Source: Z. Hausfather et al.

Results using the raw CMIP6 models are already entering the climate impacts literature. In our experience, few climate researchers outside those directly involved in the creation of models are aware of the assessed-warming approach taken in AR6. In recent months, we’ve seen numerous papers highlighting how much worse regional and global climate outcomes are in CMIP6 than in the previous model generation, caused largely by the inclusion of unrealistic high-sensitivity models.

What to do

The broad and diverse community studying climate change and its impacts urgently needs guidance on best practices for combining the outputs of multiple climate models. One key message: the multi-model mean and spread of the new ensemble (CMIP6) should not simply be used like the old one (CMIP5).

We suggest that climate researchers consider the following options.

First, follow the lead of the AR6 to base analyses on global warming levels rather than on time10. For example, instead of assessing changes in rainfall by the year 2100, researchers could report changes at global warming levels of 1.5, 2, 3 and 4 °C. This has several advantages. It mirrors the policy discourse surrounding the Paris agreement targets of 1.5 °C and ‘well below 2 °C’. It is also largely independent of the choice of future emissions scenario — despite some differences related to the rate of warming and aerosol forcing, the world largely looks the same at 2 °C, no matter how we get there. And, to a certain extent, using global warming levels bypasses the need to select or weight CMIP6 models. Each model has something to offer at a given temperature, so the full CMIP6 ensemble can be used. The IPCC Working Group I Interactive Atlas is a good tool for calculating multi-model means at a particular level of global warming (see https://interactive-atlas.ipcc.ch).G20’s US$14-trillion economic stimulus reneges on emissions pledges

Global warming levels force a simple question: when will the world reach a given level of warming? The answer, of course, is that it’s up to us. Reporting that severe risks and catastrophic outcomes are projected to occur at a particular time can give a false sense of inevitability and obscure the role of human choice in determining the future. In situations for which policymakers require information on timing, we suggest using AR6 assessed warming to map projections for global warming levels onto emissions scenarios, ensuring consistency between regional studies and AR6.

Second, if the warming trajectory — rather than just the global warming level — is important for a particular climate outcome, focus on the subset of CMIP6 models that is most consistent with AR6 assessed-warming projections. We recommend screening out models with a TCR that lies outside the ‘likely’ (66% likelihood range) of 1.4–2.2 °C. The AR6 assessed-warming constraints are correlated with the TCR, so this gives a good approximation to the assessed warming4. This approach allows for an assessment of regional changes over time. Alternatively, using a ‘likely’ 2.5–4 °C ECS screen also reproduces AR6 results well, although at the expense of discarding 60% of the models in the CMIP6 ensemble, compared with 40% in the TCR screened subset.

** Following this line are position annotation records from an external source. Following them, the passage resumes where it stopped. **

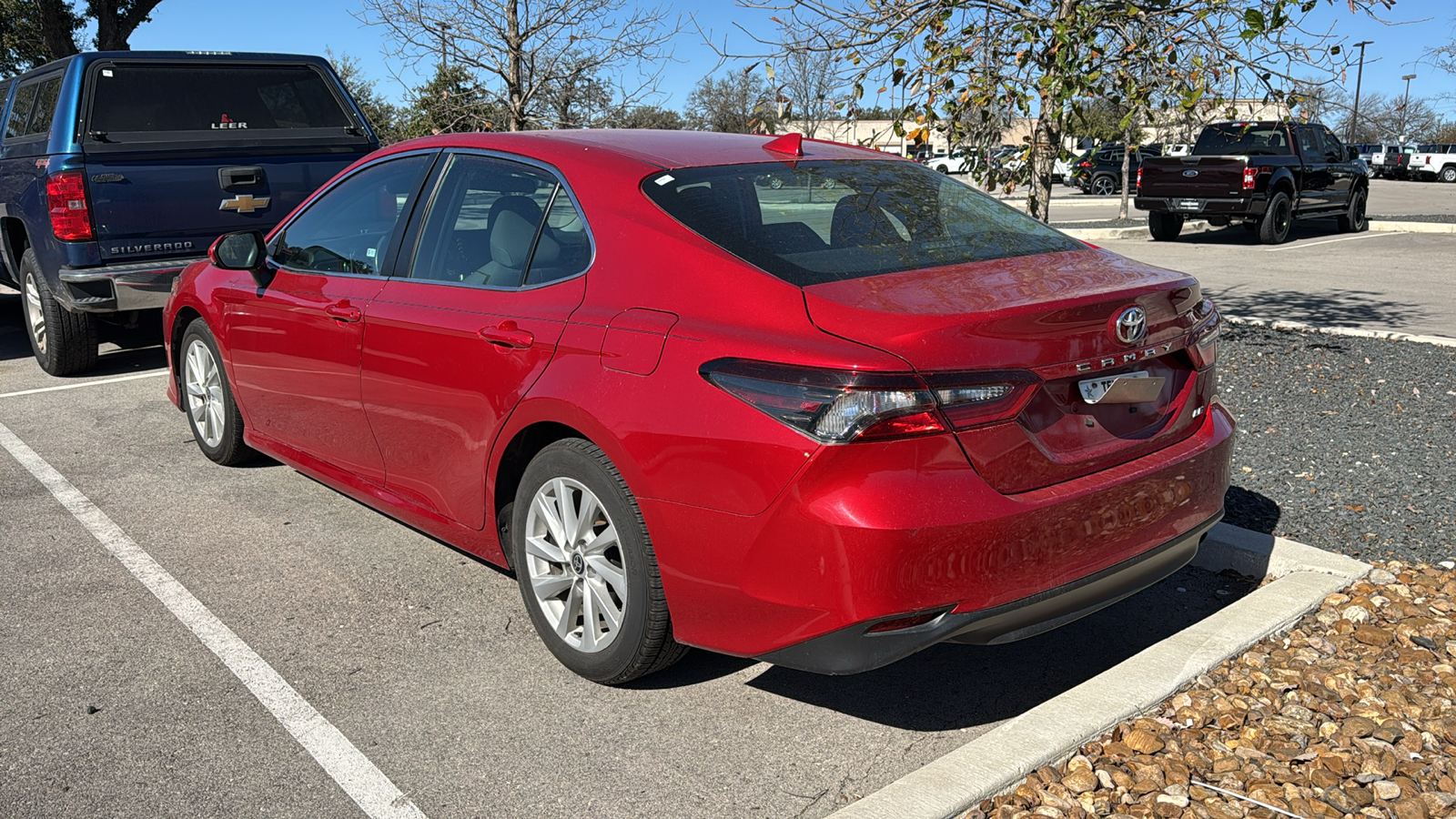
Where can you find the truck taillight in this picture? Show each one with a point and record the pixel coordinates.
(70, 215)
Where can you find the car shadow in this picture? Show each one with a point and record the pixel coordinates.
(1324, 308)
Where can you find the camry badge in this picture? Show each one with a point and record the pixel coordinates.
(1132, 325)
(245, 203)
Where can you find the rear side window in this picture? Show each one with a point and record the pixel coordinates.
(1242, 138)
(837, 220)
(222, 99)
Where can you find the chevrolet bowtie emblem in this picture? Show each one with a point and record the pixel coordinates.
(245, 203)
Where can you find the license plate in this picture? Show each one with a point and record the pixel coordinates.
(1094, 389)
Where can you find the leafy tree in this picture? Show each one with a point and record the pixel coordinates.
(739, 102)
(652, 116)
(383, 116)
(34, 33)
(450, 102)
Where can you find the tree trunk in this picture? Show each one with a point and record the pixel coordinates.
(1127, 164)
(56, 29)
(514, 72)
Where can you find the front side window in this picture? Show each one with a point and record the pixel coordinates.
(349, 227)
(500, 223)
(836, 220)
(1244, 138)
(226, 101)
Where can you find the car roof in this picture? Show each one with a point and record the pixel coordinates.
(662, 149)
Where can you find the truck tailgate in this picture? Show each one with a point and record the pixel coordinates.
(177, 203)
(1194, 177)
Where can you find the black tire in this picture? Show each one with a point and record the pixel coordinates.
(1354, 219)
(1278, 220)
(1165, 227)
(65, 343)
(225, 442)
(642, 643)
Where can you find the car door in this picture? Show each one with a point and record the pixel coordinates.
(470, 324)
(296, 344)
(1339, 167)
(1314, 179)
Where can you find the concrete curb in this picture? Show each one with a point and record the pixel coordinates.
(1136, 232)
(1048, 733)
(1412, 227)
(1353, 331)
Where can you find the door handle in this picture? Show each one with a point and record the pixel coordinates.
(344, 312)
(507, 334)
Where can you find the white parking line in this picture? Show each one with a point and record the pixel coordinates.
(77, 385)
(1329, 241)
(366, 784)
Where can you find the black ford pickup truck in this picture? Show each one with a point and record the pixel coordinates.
(1263, 175)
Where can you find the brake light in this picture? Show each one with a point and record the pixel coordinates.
(70, 215)
(1205, 349)
(846, 405)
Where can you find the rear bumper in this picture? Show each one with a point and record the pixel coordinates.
(881, 531)
(1254, 206)
(111, 288)
(854, 649)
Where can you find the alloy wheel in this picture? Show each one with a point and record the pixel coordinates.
(34, 310)
(575, 564)
(204, 392)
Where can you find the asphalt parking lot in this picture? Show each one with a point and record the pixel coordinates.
(419, 654)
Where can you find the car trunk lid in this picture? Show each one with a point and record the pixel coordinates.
(1055, 315)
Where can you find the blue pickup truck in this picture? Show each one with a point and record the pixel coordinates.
(118, 169)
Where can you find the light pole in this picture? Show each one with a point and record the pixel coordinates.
(1354, 118)
(1405, 106)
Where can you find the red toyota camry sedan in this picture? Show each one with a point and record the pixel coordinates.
(771, 397)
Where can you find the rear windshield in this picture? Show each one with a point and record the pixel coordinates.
(815, 222)
(1242, 140)
(222, 99)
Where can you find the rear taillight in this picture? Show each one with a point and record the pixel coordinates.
(1205, 347)
(846, 405)
(70, 216)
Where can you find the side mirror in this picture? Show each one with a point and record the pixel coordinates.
(245, 249)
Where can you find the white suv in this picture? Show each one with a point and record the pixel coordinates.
(1434, 160)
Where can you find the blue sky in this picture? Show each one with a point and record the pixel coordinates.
(309, 26)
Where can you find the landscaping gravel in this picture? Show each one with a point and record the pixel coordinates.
(1350, 714)
(1344, 443)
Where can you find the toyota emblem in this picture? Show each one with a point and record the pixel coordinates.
(1132, 325)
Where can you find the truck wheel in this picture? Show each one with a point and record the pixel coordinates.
(1278, 220)
(1165, 227)
(1354, 220)
(65, 343)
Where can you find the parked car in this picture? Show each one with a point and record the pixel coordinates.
(1104, 177)
(1434, 160)
(1259, 174)
(116, 169)
(844, 429)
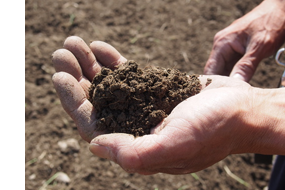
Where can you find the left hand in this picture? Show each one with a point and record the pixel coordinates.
(199, 132)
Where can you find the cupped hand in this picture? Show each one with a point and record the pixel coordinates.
(239, 48)
(76, 65)
(199, 132)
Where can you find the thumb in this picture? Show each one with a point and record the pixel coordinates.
(245, 68)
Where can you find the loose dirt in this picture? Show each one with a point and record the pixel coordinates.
(133, 100)
(170, 34)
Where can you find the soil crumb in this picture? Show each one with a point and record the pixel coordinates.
(134, 100)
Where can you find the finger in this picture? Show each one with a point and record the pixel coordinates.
(245, 67)
(132, 154)
(75, 103)
(86, 59)
(106, 54)
(144, 155)
(65, 61)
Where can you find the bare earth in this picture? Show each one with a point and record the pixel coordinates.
(171, 34)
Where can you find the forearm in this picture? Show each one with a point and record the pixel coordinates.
(264, 124)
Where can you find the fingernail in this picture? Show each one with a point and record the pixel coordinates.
(238, 76)
(99, 150)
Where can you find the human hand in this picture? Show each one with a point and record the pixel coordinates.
(75, 66)
(184, 137)
(199, 132)
(239, 48)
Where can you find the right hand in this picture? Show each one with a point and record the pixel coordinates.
(239, 48)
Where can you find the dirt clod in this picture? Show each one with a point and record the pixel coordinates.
(134, 100)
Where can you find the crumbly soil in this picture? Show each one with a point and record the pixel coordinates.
(134, 100)
(167, 33)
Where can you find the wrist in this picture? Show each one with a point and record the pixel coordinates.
(263, 126)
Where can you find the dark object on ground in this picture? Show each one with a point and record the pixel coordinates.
(133, 100)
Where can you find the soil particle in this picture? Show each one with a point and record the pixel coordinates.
(134, 100)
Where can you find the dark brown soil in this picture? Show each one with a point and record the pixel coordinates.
(167, 33)
(133, 100)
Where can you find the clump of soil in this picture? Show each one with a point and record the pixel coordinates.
(133, 100)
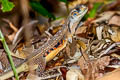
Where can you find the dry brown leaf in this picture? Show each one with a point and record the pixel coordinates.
(91, 68)
(74, 74)
(115, 20)
(114, 75)
(116, 35)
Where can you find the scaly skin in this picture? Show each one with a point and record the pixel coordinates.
(64, 34)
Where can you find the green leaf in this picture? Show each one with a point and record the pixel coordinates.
(93, 12)
(6, 5)
(41, 10)
(65, 1)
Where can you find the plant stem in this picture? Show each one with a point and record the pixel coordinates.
(9, 56)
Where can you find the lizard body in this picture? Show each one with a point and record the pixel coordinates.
(65, 34)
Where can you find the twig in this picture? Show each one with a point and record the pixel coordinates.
(109, 48)
(8, 53)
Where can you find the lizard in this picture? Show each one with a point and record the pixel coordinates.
(62, 37)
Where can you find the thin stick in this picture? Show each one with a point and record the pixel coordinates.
(109, 48)
(9, 56)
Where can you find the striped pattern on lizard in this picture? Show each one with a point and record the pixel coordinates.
(59, 41)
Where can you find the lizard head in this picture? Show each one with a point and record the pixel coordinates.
(77, 13)
(74, 19)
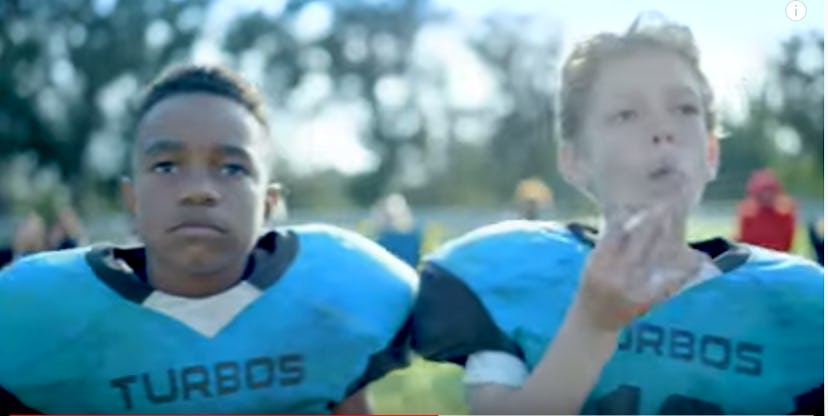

Third, pick models that are best suited to the task at hand. The problem is not that high sensitivity models exist, but rather that the preponderance of them in the CMIP6 ensemble biases the mean and uncertainty range upwards. If there is a real need to examine ‘hot tail’ risks — because there is still a more than 5% chance of ECS exceeding 5 °C8 — use a high-sensitivity subset. Ask whether changes in average conditions or extreme events in the region of interest scale with the global mean temperature. In cases in which model spread is not clearly related to the spread in climate sensitivity, alternative metrics might be appropriate.

Using the latest generation of models in a way that is consistent with AR6 requires both an awareness of the problem, and easy-to-use alternatives such as those we highlight here.